Second, capability and robustness are only weakly correlated. Gemini 2.5 Pro was among the most capable models tested and also the most vulnerable (8.5% ASR), while Claude Opus 4.5 was the most robust (0.5%). Model family and training recipe predicted robustness far better than benchmark scores. Robustness did improve within a family — Claude Haiku 4.5 (1.3%) → Sonnet 4.5 (1.0%) → Opus 4.5 (0.5%), and Gemini 3 Pro improved markedly over 2.5 Pro — but you cannot read security off a capability leaderboard.

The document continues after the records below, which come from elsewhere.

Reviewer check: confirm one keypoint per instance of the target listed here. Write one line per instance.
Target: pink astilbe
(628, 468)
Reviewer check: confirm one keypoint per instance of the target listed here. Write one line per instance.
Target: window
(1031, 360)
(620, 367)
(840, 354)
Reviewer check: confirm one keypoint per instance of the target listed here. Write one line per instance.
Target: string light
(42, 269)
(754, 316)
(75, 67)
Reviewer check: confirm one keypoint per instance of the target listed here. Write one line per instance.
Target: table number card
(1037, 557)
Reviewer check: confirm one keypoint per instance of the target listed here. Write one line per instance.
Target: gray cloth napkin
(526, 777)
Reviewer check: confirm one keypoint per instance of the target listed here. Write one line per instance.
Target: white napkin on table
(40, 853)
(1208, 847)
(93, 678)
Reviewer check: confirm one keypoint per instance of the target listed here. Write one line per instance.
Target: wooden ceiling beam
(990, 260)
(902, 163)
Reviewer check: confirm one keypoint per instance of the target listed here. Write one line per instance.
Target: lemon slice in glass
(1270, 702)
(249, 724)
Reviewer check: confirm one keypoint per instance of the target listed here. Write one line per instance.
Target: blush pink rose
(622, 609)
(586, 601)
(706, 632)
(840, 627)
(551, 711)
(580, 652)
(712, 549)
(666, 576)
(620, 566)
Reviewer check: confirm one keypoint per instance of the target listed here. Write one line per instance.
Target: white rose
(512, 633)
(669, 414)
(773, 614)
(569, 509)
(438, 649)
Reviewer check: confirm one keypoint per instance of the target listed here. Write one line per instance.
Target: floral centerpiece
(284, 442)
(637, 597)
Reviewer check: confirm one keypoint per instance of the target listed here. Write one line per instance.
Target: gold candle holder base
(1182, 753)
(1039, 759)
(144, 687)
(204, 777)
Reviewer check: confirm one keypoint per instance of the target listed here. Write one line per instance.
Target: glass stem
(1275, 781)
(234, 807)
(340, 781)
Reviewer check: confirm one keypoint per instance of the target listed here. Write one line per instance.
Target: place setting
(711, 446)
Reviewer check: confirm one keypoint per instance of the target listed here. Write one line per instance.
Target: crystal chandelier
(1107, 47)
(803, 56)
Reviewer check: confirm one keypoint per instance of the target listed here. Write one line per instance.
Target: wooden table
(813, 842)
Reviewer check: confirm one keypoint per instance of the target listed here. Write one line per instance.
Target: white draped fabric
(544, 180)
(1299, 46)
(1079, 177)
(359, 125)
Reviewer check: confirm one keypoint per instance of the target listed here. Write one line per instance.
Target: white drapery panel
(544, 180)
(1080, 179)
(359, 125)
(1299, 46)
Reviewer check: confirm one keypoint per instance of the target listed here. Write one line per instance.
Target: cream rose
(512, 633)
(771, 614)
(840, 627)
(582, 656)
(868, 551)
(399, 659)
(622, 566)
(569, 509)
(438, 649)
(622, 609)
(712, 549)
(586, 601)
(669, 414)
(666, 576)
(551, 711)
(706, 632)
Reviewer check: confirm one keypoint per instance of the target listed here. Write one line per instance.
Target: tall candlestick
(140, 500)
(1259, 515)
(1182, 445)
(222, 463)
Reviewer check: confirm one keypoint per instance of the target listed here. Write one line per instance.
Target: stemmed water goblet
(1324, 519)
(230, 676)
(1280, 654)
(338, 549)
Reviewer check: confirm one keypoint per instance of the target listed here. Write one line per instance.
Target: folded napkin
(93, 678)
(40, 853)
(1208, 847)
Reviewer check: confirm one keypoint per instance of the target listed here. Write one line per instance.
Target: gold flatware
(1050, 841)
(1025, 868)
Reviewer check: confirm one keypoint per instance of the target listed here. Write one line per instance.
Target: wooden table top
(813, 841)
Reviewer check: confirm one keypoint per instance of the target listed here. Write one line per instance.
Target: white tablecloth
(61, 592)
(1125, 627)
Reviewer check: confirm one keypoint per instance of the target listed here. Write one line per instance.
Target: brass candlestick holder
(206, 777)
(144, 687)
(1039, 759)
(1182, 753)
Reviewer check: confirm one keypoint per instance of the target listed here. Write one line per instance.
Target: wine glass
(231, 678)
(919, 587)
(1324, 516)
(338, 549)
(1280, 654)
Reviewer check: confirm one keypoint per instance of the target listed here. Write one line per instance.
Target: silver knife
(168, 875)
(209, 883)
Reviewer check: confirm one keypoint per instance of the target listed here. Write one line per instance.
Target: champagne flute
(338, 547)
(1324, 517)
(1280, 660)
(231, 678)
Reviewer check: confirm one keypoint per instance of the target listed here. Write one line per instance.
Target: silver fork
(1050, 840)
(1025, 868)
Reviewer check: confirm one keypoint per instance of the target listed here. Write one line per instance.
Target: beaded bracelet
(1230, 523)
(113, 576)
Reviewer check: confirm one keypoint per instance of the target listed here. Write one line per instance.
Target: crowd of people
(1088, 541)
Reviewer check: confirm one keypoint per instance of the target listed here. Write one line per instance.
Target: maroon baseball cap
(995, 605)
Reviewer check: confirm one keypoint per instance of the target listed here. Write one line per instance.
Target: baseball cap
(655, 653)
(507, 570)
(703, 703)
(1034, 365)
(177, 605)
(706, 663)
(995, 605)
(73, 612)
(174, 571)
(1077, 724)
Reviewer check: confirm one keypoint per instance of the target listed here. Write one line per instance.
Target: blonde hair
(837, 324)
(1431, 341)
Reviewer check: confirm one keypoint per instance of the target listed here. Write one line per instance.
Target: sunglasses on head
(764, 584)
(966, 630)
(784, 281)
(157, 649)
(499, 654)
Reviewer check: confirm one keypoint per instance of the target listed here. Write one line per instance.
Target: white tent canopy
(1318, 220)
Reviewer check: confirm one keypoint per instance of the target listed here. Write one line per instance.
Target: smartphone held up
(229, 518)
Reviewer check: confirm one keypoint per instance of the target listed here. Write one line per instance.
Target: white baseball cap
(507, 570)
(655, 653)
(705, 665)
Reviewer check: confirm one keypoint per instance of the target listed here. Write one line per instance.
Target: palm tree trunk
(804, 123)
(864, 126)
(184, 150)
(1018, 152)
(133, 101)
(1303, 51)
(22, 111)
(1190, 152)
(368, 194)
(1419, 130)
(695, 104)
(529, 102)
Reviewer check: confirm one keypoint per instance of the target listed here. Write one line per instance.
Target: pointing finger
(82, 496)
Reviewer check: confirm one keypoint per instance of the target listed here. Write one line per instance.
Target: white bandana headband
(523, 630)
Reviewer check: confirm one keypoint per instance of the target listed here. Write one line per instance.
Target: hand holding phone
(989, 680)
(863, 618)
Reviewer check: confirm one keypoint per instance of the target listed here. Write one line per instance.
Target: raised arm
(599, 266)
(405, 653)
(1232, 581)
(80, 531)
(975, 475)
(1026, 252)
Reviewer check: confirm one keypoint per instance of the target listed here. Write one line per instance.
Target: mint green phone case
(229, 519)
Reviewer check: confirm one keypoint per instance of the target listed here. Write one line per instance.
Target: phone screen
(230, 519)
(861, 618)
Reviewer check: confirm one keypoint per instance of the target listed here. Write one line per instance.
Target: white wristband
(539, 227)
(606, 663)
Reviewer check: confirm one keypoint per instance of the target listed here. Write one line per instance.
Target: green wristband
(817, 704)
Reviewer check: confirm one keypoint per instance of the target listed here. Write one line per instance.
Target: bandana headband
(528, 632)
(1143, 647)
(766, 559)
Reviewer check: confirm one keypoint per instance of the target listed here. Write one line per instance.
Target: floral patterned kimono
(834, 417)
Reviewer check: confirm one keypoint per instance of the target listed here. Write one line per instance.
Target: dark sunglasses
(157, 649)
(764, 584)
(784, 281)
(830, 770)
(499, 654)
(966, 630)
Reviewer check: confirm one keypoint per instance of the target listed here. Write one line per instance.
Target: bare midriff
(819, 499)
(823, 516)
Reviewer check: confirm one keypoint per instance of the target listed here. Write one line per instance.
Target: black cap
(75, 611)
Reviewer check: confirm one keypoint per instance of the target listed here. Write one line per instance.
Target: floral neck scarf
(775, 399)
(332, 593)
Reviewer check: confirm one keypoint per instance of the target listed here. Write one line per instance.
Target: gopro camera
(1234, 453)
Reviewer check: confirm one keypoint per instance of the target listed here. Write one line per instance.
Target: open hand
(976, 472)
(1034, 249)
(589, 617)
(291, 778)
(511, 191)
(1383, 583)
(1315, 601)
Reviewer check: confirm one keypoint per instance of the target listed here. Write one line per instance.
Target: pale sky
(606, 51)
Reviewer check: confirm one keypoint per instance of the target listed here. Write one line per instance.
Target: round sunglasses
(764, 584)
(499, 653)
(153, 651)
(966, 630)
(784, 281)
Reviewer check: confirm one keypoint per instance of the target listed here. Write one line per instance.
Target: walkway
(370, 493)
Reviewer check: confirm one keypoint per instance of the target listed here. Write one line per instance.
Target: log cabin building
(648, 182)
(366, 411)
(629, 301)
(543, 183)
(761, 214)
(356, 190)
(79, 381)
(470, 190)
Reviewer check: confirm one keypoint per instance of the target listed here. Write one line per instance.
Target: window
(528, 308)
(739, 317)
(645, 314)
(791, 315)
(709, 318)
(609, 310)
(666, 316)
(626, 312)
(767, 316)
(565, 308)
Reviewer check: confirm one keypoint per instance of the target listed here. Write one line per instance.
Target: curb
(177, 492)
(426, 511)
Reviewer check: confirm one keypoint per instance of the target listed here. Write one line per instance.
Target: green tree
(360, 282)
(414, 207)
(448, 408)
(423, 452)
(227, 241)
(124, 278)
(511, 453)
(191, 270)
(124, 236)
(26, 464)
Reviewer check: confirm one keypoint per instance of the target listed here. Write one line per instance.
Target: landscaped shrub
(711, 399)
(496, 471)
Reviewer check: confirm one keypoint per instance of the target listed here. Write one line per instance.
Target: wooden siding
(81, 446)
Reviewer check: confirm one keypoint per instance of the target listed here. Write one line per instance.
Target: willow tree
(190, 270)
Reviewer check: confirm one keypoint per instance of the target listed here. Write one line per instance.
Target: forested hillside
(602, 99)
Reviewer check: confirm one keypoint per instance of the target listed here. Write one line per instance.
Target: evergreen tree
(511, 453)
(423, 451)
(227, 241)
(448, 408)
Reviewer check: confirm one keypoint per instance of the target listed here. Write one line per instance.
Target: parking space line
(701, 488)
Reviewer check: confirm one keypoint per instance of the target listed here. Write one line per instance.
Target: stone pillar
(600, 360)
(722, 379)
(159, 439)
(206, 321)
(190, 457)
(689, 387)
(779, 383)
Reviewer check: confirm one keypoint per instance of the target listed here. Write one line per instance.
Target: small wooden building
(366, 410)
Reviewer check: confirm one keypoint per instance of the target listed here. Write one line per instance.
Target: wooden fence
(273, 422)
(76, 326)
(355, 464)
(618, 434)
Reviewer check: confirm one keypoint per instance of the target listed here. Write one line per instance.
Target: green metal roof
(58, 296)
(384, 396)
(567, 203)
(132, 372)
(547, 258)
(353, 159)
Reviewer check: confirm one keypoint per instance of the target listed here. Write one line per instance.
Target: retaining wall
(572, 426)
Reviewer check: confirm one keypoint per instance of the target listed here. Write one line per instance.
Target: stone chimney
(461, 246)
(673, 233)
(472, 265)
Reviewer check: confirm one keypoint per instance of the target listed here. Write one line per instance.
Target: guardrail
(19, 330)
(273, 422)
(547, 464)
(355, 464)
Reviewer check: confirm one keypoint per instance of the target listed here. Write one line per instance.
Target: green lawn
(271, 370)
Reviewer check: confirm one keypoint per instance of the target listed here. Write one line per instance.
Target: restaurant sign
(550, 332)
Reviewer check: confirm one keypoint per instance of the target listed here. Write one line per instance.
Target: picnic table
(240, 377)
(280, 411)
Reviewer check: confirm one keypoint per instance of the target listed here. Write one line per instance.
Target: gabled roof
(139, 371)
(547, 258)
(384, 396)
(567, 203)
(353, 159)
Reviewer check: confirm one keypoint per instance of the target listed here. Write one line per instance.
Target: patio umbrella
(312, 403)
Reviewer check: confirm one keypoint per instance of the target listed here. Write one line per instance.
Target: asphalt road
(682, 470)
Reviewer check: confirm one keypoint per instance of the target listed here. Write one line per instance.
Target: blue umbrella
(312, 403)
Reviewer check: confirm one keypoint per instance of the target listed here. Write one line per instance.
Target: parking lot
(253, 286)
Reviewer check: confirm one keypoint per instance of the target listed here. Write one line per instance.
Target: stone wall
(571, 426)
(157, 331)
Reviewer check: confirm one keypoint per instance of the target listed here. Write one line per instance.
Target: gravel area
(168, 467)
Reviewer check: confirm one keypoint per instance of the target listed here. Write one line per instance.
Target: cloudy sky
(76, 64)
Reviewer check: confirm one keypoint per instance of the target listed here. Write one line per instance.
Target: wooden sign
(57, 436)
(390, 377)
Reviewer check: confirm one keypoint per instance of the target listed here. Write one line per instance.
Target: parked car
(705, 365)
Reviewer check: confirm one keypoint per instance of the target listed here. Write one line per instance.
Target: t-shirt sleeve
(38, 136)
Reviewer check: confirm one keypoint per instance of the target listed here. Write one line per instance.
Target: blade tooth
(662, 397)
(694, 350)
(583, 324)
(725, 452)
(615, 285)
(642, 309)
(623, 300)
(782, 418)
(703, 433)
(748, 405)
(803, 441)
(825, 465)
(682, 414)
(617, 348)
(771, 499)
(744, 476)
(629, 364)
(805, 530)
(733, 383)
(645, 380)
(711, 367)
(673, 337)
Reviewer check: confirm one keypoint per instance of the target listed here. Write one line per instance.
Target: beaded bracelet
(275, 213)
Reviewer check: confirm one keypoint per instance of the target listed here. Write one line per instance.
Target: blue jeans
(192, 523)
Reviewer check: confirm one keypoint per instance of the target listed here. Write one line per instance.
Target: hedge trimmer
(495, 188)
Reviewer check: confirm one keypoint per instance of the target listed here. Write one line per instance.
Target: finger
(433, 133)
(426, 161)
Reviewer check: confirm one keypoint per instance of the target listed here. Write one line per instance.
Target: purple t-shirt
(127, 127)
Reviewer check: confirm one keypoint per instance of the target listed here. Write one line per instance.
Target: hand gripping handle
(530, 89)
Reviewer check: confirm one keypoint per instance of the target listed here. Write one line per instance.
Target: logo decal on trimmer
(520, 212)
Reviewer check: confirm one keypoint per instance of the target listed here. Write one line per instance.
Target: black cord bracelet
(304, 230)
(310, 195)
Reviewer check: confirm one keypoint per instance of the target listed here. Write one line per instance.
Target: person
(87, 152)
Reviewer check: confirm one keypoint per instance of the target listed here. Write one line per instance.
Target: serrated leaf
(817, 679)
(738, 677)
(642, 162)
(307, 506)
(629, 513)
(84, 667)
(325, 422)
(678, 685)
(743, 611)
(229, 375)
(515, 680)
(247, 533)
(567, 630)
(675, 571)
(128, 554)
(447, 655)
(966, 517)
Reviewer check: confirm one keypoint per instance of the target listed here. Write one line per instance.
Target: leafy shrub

Third, the transfer asymmetry inverts the usual intuition. Cheap tricks that beat weak models do not scale up; exploits that beat the strongest model cascade down to everything else. An attacker who invests in cracking the hardest target likely gets the rest for free.

Defenses

The paper’s own conclusion is that model-level robustness training is necessary but not sufficient — you need system-level and architectural defenses. Concretely:

Isolate untrusted input from control flow. Treat any content an agent ingests (emails, web pages, documents, repos, tool output) as data, never as instructions. Architectural patterns that constrain what an agent can do regardless of what it reads — capability scoping, allowlisted actions, human approval on high-impact steps — match the failure mode the Arena documented. This is the same lesson behind the lethal trifecta and the agent rule of two.
Don’t pick a model on capability alone. If you are choosing a model for an agentic deployment, weigh published hijacking-robustness data alongside capability. Comparative benchmarks like this one exist precisely so deployers can see the risk profile of each option.
Test for concealment, not just success. Your red-team and monitoring should flag the case where an agent takes an action and the user-facing summary omits it. Logging the full action trace independently of the model’s natural-language output is the control that surfaces the attacks that count.
Run the open benchmark against your own stack. The evaluation kit (scenarios, judging system, a sample of attacks) lets you test your specific agent configuration and any defenses you bolt on, rather than trusting a vendor’s headline number.
Assume universal, transferable attacks. Because one template broke nine models and strong-model exploits transfer downward, defenses tied to a single model’s quirks will not hold. Build defenses at the orchestration layer that survive a model swap.
Plan for benchmark refresh. Gray Swan states the benchmark will be updated quarterly with new scenarios and models. Treat agent-security posture as a moving target and re-evaluate on each model upgrade, not once at launch.

Status

Item	Reference	Date	Notes
IPI Arena paper (arXiv 2603.15714)	arXiv	2026-03-16	13 models, 464 participants, 272k+ attempts, 8,648 successful
Gray Swan write-up	Gray Swan AI	2026-03-18	ASR 0.5% (Claude Opus 4.5) → 8.5% (Gemini 2.5 Pro)
CAISI research blog	NIST	2026-03-23	US government summary; full dataset shared with UK AISI & US CAISI
Evaluation kit	GitHub (GraySwanAI/ipi_arena_os)	2026-03	Open-source scenarios + judge; 95 Qwen-3-VL-235B attacks released
Planned cadence	Gray Swan AI	quarterly	Recurring competitions with new scenarios and latest models

The correct reading is not “AI agents are broken.” It is “indirect prompt injection is an unsolved, structural property of current instruction-following models, it does not plateau under attacker pressure, and the only durable defenses live above the model.” If your architecture assumes the model will resist injected instructions, the Arena data says it won’t.